Desconfiado, Diluc umedeceu os lábios secos de frio e chamou em voz alta. Sua voz era só um ruído rouco, assolado pelo silêncio que perpetuava. Mesmo assim, não houve resposta nenhuma. De certa forma, este fato mais do que tranquilizou o coração agitado do Ragnvindr.

Ele não se lembrava de quase nada, não sabia onde estava, exceto o que tinha acontecido antes de acordar ali.

Sua invasão a uma das bases mais importantes dos fatuis havia dado errado.
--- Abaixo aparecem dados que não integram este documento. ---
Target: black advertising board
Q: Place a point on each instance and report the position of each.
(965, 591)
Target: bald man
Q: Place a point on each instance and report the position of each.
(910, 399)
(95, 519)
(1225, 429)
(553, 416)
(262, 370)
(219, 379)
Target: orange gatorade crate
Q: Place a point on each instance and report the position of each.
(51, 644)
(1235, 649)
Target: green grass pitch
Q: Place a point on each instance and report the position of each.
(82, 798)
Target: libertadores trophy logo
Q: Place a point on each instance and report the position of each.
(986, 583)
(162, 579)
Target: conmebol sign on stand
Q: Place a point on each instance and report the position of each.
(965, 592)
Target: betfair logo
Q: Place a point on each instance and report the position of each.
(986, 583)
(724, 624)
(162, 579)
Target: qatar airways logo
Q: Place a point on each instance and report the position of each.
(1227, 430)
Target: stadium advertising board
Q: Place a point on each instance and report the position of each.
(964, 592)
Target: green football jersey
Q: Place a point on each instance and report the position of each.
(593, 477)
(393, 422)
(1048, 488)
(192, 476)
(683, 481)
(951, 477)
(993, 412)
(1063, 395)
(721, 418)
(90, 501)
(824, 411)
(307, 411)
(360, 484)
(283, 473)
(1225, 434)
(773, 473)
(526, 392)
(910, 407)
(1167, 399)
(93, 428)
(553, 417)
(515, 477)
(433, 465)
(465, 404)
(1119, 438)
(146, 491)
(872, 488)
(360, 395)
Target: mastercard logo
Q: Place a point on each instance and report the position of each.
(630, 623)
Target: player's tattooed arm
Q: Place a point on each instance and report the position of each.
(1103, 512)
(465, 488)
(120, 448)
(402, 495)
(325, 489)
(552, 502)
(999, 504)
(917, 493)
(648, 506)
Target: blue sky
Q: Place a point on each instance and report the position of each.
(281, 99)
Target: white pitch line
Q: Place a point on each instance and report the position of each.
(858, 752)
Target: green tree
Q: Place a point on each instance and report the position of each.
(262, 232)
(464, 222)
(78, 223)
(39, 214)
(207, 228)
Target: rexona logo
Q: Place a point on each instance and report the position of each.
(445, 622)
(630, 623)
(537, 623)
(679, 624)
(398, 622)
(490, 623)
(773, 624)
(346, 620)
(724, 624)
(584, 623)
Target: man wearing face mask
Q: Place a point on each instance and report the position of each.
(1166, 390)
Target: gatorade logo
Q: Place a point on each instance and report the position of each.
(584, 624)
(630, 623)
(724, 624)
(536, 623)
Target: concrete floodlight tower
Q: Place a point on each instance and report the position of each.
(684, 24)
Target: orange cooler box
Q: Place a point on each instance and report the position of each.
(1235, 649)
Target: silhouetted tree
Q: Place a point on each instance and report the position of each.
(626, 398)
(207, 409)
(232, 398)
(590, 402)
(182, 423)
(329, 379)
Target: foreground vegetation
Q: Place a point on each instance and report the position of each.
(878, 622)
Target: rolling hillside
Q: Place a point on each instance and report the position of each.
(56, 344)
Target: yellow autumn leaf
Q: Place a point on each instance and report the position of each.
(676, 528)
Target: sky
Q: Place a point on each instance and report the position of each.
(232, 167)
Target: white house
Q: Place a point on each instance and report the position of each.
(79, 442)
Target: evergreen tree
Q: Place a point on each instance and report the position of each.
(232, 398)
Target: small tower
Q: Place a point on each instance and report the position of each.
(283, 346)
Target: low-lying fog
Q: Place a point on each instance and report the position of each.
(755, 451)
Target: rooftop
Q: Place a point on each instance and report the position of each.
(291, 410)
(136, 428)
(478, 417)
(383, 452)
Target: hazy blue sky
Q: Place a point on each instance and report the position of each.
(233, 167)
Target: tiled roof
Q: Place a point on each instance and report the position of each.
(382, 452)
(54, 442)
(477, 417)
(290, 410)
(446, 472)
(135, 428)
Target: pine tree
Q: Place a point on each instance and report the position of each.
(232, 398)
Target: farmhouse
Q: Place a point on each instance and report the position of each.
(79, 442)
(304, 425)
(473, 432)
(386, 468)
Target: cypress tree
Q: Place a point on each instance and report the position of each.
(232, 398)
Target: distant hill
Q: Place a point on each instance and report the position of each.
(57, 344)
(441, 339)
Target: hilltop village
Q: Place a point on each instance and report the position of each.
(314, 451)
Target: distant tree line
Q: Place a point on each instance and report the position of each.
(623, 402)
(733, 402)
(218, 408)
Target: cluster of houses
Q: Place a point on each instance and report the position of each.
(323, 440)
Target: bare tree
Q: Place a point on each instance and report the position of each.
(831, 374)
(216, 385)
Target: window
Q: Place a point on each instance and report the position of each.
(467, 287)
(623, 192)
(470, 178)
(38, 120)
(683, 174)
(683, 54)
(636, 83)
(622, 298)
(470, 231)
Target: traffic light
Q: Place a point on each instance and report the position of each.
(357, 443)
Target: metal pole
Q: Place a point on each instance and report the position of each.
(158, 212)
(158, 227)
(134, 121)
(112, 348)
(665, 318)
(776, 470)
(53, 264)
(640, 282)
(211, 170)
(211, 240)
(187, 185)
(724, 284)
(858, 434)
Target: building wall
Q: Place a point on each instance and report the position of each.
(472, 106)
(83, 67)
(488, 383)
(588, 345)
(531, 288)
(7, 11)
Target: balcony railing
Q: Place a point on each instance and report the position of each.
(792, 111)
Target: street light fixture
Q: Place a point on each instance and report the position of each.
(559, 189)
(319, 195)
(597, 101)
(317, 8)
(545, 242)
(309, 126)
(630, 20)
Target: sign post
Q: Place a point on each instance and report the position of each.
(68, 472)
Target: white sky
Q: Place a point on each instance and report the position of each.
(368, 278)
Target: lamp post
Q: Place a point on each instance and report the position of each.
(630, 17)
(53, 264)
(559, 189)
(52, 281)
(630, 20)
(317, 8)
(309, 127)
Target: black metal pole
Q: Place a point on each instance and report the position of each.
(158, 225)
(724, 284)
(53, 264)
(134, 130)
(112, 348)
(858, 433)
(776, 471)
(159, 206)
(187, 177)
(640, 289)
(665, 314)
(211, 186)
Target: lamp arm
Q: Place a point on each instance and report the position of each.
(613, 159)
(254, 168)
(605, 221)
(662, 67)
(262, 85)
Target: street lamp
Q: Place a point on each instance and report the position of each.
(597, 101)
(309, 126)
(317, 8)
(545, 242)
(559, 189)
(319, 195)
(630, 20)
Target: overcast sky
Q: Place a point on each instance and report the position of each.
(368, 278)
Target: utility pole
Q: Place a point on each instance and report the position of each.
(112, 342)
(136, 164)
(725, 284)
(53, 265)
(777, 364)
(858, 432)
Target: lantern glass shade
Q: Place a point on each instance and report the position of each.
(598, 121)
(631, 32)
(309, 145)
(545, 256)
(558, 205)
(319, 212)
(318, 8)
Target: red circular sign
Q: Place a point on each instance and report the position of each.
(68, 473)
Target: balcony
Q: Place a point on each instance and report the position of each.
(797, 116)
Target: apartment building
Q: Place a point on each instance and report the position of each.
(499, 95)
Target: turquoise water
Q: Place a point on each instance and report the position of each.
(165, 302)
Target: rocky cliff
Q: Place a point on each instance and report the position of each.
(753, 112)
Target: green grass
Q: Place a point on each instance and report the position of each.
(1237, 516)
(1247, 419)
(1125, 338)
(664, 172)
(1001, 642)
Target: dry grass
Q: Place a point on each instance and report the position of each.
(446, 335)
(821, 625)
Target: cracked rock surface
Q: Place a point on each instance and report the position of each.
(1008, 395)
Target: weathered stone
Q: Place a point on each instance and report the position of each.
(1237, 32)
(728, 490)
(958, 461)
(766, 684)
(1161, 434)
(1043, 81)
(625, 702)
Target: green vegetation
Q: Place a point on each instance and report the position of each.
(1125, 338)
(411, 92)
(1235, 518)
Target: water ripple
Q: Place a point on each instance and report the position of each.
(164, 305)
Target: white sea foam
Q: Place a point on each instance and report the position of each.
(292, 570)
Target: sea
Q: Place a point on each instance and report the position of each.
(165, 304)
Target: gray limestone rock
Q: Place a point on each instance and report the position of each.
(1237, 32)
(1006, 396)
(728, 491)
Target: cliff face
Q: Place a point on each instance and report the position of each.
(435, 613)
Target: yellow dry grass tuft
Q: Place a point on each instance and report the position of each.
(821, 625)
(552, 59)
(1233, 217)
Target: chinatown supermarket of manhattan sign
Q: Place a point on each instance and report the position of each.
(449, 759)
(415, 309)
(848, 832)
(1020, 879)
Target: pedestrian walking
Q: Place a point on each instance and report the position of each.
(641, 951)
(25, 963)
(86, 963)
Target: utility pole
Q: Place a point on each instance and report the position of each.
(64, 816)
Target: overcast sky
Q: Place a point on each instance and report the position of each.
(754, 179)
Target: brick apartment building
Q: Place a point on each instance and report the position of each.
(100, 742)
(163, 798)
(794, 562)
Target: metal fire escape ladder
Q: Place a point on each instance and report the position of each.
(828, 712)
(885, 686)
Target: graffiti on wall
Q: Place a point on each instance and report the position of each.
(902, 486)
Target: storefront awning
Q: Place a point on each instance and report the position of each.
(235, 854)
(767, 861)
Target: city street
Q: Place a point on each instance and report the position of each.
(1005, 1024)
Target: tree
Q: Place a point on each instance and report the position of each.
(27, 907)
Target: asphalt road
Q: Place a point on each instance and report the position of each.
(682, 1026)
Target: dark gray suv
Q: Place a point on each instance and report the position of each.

Ao contrário das respostas definitivas que procurava, Diluc tinha encontrado um oponente forte o bastante para atirá-lo contra uma parede, enterrando seu corpo nos tijolos e desnorteando-o no processo. Bastou só um segundo de desatenção, um movimento mais acentuado para a direita de seu espadão para que ele fosse arrancado de suas próprias mãos por um brutamontes.

Era bem mais difícil lidar com os combates complicados sem sua Visão. Momentaneamente, Diluc Ragnvindr lamentou a falta dela quando foi subjugado e espancado, obrigado a ficar de joelhos e depois trancafiado em uma cela escura, onde ele era o único prisioneiro.

Não contou quantas horas passou lá. Talvez tenha sido um dia todo. Pareceu tempo demais, mas Diluc aguardou atentamente por qualquer oportunidade para poder fugir antes que o chefe daqueles fatuis chegasse à base. Ele entendia que, quando "ela" retornasse, as chances de Diluc sair vivo de Snezhnaya seriam próximas de 0.

Assim, logo que suas mãos chegaram perto o suficiente do pescoço de um dos guardas — que pensou que o jovem estava machucado demais para ter forças — Diluc o nocauteou e roubou suas chaves, conseguindo abrir a cela e fugir com um dos cavalos dos estábulos deles.

Enquanto cavalgava como se sua vida dependesse disso (e dependia), Diluc sentiu-se aliviado quando pegou distância suficiente para que os fatuis em sua cola se tornassem apenas borrões pretos no horizonte atrás de si.

No entanto, antes que botasse seus pés em um lugar seguro, uma flecha repentinamente atingiu o ombro de Diluc, atravessando-o, vinda de um ponto cego longe dele. Ele gritou de dor e, embora se esforçasse ao máximo nos minutos seguintes para continuar estável e galopando, sua visão começou a escurecer — o corpo ferido escorregando das costas do corcel negro.